Yeojin Jung, City College of New York
Programming Bombyx Mori Silk’s Water-Responsive Actuation Using Silica Nanoparticles
Written by Jessalyn Hui Ying Low
Spider silk is a water-responsive material found in nature and is known to be a great water-responsive actuator, but faces the issue of low availability. In this talk, Yeojin Jung shows how by engineering the Bombyx (B.) mori (silkworm) silk, water-responsiveness actuation can be enhanced, and even surpass that of natural muscles and spider silk. “Our findings could help apply natural silks as simple and scalable, but powerful water-responsive materials for practical applications,” says Jung.

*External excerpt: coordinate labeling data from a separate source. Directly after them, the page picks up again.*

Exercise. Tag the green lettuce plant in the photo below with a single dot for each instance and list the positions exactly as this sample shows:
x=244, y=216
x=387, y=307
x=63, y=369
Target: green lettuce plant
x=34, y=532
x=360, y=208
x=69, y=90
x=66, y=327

Jung first explains that microstructure engineering can be used to increase the water-responsiveness of B. mori silk. By subjecting the silk to water vapor or methanol treatment, β-sheet crystallinity is increased. β-sheet nanostructures are capable of translating water energy into mechanical energy, thereby showing the potential for B. mori as actuators. Moreover, Jung shares that by adding stiff silica nanoparticles to mimic stiff β-sheet crystals, water-responsiveness could be significantly increased. Fourier-transform infrared spectroscopy (FTIR) studies additionally confirmed that the silica nanoparticles had minimal effect on the silk’s microstructure, with increase in water-responsiveness energy density due to the nanoparticles instead. With the addition of silica nanoparticles, water-responsiveness energy density of B. mori silk was found to be increased to ~ 700 kJ m-3, a value much higher than that of spider silk.